The private sector also bears significant costs. In Puerto Aventuras, installing three barriers cost approximately 6.6 million pesos. Neighborhood associations have spent up to 2 million pesos in a single season just to remove accumulated sargassum. In Mahahual, tourism service providers report costs of up to 20,000 pesos per month per business. For medium-sized hotels, keeping a beach clean can cost between 70,000 and 90,000 pesos monthly, while large resorts may spend between 285,000 and over 760,000 pesos per month on cleaning, machinery, personnel, transport, and disposal.
The viral video thus exposes the least visible part of the strategy: the fate of barriers once they leave the sea.

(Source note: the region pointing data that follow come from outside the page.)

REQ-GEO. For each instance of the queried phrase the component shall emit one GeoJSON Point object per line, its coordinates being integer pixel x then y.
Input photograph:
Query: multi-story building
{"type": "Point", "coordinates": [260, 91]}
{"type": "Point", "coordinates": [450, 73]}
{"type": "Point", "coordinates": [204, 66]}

Public indignation arises because while beaches continue to receive tons of sargassum, citizens see meters of material piled on land and wonder why it is not being used where it is most needed. The technical explanation — that barriers are removed because they are damaged, have reached the end of their life, need repair, or are no longer safe to operate — does not suffice without public documents detailing installation dates, areas covered, actual operating time, cost per segment, updated inventory, condition of removed material, and final destination.
Quintana Roo has faced a sargassum crisis for over a decade, requiring hundreds of millions of pesos in public and private resources. In 2015, around 150 million pesos were allocated to combat sargassum, with subsequent questions about the handling of approximately 79 million pesos. In 2018, federal and state governments allocated more than 80 million pesos for the initial emergency. In 2019, 14.5 million pesos were reported for new containment barriers. Between 2020 and 2026, the Navy reported specific allocations totaling over 229 million pesos for sargassum management. Yet the problem persists each season.
The images of the vacant lot do not by themselves prove corruption, but they do compel authorities to answer key questions: How many meters of barrier were removed? From what year? How much did they cost? Where were they installed? How long did they operate? Why are they stored in those conditions? Will they be repaired, recycled, or discarded? Who is responsible for their custody? Is there an updated public inventory? Until those questions are answered, every pile of barrier on land will remain a symbol of a costly, worn-out, and opaque strategy.